Concepts of Physics

IIT JEE Physics (1978 to 2018: 41 Years) Topic-wise Complete Solutions

Force on a Moving Charge in a Uniform Magnetic Field

Problems from IIT JEE

Problem (IIT JEE 2013): A particle of mass $M$ and positive charge $Q$, moving with a constant velocity $\vec{u}_1={4\hat{\imath}}\;\mathrm{m/s}$, enters a region of uniform static magnetic field normal to the $x\text{-}y$ plane. The region of the magnetic field extends from $x=0$ to $x=L$ for all values of $y$. After passing through this region, the particle emerges on the other side after $10$ milliseconds with a velocity $\vec{u}_2={2\left(\sqrt{3}\hat{\imath}+\hat{\jmath}\right)}\;\mathrm{m/s}$. The correct statement(s) is (are)
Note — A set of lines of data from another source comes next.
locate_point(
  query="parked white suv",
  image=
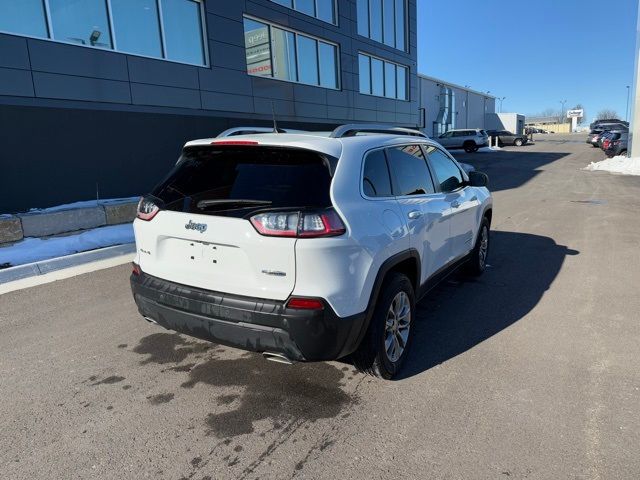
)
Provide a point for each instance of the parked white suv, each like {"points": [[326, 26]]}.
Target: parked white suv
{"points": [[308, 247]]}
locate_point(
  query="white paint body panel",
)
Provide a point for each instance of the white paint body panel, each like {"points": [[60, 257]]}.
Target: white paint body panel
{"points": [[342, 270]]}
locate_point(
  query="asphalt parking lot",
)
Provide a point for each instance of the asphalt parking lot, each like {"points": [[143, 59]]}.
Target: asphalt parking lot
{"points": [[532, 371]]}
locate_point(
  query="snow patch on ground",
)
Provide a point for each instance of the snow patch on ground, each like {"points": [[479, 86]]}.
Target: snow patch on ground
{"points": [[32, 250], [489, 149], [621, 165], [84, 204]]}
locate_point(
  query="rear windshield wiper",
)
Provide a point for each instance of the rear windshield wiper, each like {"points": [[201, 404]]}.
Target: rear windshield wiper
{"points": [[202, 204]]}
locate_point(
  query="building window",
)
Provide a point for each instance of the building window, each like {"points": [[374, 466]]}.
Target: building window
{"points": [[168, 29], [84, 22], [138, 26], [382, 78], [24, 17], [273, 52], [383, 21], [325, 10]]}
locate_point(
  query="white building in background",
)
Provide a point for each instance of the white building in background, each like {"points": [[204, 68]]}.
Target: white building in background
{"points": [[445, 106]]}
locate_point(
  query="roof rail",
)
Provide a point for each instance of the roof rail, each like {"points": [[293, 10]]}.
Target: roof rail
{"points": [[353, 129], [231, 132]]}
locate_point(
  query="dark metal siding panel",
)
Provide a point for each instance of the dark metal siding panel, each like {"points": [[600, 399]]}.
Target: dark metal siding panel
{"points": [[16, 82], [53, 57], [162, 96], [51, 85], [13, 52], [161, 72]]}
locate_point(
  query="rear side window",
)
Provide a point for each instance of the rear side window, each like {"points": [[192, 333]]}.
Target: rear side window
{"points": [[235, 181], [410, 172], [375, 180], [445, 170]]}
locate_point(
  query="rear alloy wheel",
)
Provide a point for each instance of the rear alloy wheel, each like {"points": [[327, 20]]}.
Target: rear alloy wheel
{"points": [[478, 261], [386, 344]]}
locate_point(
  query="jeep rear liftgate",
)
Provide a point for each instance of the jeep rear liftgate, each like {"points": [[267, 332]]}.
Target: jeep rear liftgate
{"points": [[199, 229]]}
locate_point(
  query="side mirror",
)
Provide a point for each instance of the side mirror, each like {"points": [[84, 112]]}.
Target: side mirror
{"points": [[478, 179]]}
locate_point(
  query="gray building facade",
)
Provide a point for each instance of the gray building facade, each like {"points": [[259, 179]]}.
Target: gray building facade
{"points": [[86, 110], [446, 106]]}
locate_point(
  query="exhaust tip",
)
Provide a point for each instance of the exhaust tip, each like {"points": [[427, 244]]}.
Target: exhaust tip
{"points": [[277, 357]]}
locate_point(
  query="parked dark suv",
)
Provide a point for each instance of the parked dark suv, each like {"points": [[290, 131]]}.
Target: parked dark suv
{"points": [[617, 144], [508, 138]]}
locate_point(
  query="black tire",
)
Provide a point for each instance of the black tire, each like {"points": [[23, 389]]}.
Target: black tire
{"points": [[371, 357], [470, 147], [478, 262]]}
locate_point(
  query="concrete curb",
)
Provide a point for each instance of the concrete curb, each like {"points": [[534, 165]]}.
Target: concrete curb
{"points": [[20, 272]]}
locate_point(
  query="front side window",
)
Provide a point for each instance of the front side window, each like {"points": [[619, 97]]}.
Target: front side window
{"points": [[24, 17], [167, 29], [274, 52], [376, 181], [383, 21], [445, 170], [410, 172], [382, 78], [84, 22]]}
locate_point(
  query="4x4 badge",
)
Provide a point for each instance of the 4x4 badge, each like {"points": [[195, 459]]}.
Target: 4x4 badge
{"points": [[200, 227]]}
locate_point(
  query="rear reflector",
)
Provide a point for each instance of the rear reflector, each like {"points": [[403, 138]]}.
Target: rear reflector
{"points": [[234, 142], [305, 304]]}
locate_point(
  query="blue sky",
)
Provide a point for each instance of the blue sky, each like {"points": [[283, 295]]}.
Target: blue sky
{"points": [[535, 53]]}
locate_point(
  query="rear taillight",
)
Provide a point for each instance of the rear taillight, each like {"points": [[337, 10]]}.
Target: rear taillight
{"points": [[305, 303], [147, 209], [304, 224], [135, 269]]}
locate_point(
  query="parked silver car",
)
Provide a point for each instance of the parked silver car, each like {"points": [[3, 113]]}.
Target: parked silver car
{"points": [[470, 140]]}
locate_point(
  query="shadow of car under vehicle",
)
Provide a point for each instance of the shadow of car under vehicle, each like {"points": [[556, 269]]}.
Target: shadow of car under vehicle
{"points": [[461, 313]]}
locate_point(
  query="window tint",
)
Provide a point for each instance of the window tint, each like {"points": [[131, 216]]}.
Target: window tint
{"points": [[183, 31], [446, 172], [286, 178], [375, 180], [410, 171], [137, 26], [24, 17], [83, 22]]}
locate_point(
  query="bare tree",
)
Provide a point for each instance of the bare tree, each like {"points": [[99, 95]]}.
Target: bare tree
{"points": [[607, 114]]}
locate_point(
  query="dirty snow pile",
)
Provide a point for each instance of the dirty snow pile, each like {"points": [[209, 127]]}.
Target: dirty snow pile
{"points": [[32, 250], [622, 165], [489, 149]]}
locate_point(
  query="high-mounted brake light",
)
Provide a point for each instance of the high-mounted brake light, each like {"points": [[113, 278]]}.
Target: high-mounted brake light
{"points": [[305, 303], [234, 142], [147, 209], [304, 224]]}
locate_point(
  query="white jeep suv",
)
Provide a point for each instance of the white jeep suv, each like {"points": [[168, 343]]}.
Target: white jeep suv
{"points": [[308, 246]]}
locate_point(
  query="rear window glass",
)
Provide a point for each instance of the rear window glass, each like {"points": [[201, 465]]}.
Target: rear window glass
{"points": [[375, 180], [410, 171], [208, 181]]}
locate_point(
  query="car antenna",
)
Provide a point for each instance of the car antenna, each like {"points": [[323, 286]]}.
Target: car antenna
{"points": [[273, 113]]}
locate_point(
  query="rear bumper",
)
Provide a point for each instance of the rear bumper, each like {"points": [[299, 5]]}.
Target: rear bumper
{"points": [[247, 323]]}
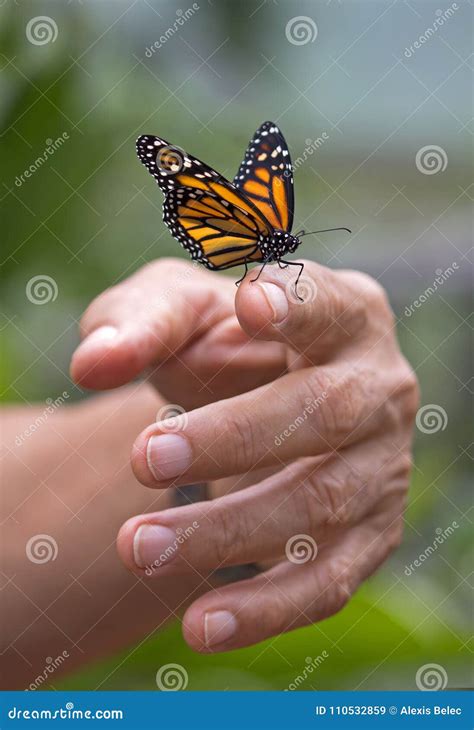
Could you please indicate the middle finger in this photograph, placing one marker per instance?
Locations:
(305, 413)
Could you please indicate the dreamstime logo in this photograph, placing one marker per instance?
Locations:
(431, 678)
(431, 159)
(41, 549)
(312, 146)
(441, 17)
(431, 418)
(441, 536)
(170, 159)
(174, 418)
(41, 30)
(311, 665)
(301, 30)
(171, 678)
(305, 294)
(41, 289)
(301, 549)
(50, 668)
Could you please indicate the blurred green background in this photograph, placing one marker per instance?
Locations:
(90, 215)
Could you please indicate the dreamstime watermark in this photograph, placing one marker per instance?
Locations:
(166, 555)
(50, 667)
(441, 537)
(41, 30)
(441, 18)
(311, 665)
(431, 678)
(172, 678)
(312, 404)
(52, 145)
(41, 289)
(431, 159)
(183, 17)
(441, 277)
(431, 418)
(51, 407)
(172, 418)
(301, 549)
(312, 146)
(301, 30)
(41, 549)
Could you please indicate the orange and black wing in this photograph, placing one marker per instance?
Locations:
(211, 218)
(216, 232)
(266, 176)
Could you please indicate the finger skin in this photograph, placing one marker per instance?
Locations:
(155, 312)
(289, 596)
(318, 497)
(335, 310)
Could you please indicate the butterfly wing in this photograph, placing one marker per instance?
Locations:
(211, 218)
(266, 176)
(216, 232)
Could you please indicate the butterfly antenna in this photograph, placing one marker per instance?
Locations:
(324, 230)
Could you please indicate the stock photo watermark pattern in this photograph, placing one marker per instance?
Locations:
(301, 30)
(431, 418)
(41, 30)
(431, 678)
(431, 159)
(441, 536)
(376, 126)
(41, 289)
(41, 549)
(172, 678)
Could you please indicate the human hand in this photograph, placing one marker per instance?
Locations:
(337, 429)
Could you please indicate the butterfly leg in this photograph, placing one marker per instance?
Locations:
(301, 266)
(244, 274)
(266, 261)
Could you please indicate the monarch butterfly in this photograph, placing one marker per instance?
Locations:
(224, 224)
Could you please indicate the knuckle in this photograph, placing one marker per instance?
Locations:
(373, 296)
(340, 404)
(240, 439)
(229, 533)
(331, 494)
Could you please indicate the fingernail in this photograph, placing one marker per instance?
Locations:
(154, 545)
(218, 627)
(98, 337)
(276, 299)
(168, 455)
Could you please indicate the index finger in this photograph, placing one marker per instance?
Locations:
(325, 312)
(145, 319)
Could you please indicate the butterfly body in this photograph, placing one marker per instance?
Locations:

  1. The direction of the magnetic field is $-z$ direction.
  2. The direction of the magnetic field is $+z$ direction.
  3. The magnitude of the magnetic field is $\frac{50\pi M}{3Q}$ units.
  4. The magnitude of the magnetic field is $\frac{100\pi M}{3Q}$ units.
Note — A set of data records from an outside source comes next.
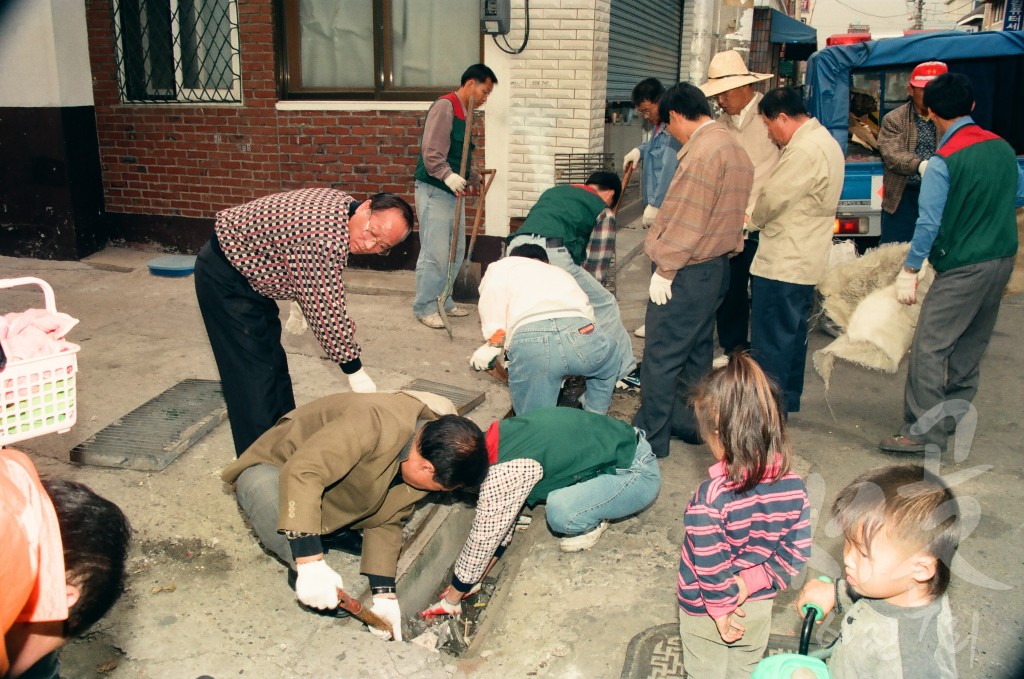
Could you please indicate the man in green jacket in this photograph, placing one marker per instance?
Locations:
(588, 468)
(352, 462)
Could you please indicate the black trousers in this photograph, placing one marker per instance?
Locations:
(733, 316)
(245, 333)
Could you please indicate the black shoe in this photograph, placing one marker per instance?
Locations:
(338, 612)
(349, 542)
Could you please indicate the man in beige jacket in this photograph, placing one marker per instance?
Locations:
(730, 83)
(352, 462)
(796, 215)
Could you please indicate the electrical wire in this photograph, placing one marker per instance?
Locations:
(509, 49)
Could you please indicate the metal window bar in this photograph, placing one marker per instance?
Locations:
(573, 169)
(171, 51)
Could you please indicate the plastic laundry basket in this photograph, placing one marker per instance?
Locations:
(38, 395)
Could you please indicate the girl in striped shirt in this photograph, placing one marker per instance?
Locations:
(748, 527)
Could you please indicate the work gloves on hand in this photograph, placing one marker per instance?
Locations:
(390, 610)
(632, 157)
(359, 382)
(649, 213)
(906, 287)
(660, 289)
(316, 585)
(456, 182)
(484, 356)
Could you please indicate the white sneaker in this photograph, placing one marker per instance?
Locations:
(585, 541)
(433, 321)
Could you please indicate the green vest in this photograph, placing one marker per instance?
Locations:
(454, 158)
(572, 446)
(568, 212)
(979, 221)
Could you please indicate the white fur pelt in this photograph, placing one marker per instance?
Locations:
(879, 332)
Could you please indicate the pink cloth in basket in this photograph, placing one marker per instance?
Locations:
(35, 333)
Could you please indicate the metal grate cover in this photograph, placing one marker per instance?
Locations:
(154, 434)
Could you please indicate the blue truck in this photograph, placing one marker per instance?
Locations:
(850, 88)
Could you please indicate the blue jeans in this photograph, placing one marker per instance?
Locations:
(435, 209)
(541, 353)
(605, 306)
(578, 509)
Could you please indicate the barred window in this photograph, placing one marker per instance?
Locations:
(377, 49)
(172, 51)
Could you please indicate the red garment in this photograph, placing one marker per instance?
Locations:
(32, 570)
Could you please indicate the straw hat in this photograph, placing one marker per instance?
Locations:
(728, 71)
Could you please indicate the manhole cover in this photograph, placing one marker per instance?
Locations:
(154, 434)
(657, 652)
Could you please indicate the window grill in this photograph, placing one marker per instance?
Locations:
(172, 51)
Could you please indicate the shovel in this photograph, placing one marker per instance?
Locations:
(467, 284)
(459, 200)
(359, 612)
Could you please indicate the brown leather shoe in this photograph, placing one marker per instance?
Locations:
(902, 444)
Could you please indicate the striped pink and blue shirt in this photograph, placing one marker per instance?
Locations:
(762, 536)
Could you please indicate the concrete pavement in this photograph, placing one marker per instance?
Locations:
(204, 599)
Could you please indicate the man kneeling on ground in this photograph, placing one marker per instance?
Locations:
(352, 462)
(589, 468)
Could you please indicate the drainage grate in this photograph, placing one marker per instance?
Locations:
(154, 434)
(464, 399)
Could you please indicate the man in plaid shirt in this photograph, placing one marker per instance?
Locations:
(292, 246)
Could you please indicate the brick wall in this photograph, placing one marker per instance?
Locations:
(558, 84)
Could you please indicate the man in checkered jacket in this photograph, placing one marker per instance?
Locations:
(292, 246)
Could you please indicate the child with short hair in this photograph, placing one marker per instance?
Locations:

Solution: Force on a Charge Particle in a Uniform Magnetic Field The path followed by the particle is a circular arc PQ with $\vec{u}_1$ and $\vec{u}_2$ tangential at P and Q (see figure). The $\vec{u}_2=2(\sqrt{3}\,\hat{\imath}+\hat{\jmath})$ gives $\theta=\pi/6$. For this motion, magnetic field ($\vec{B}$) shall be in $-z$ direction so that $Q\,\vec{v}\times\vec{B}$ provide necessary centripetal acceleration. From Newton's second law, $QvB=\frac{Mv^2}{r}$, which gives $\omega=\frac{v}{r}=\frac{QB}{M}$, where $v$ is velocity, $\omega$ is angular velocity and $r$ is radius of the circular path. The angular displacement in time $t$ is $\theta=\omega t=\frac{QB}{M}t$. Substituting for $\theta$ and $t$, we get, $B=\frac{50}{3}\frac{\pi M}{Q}$.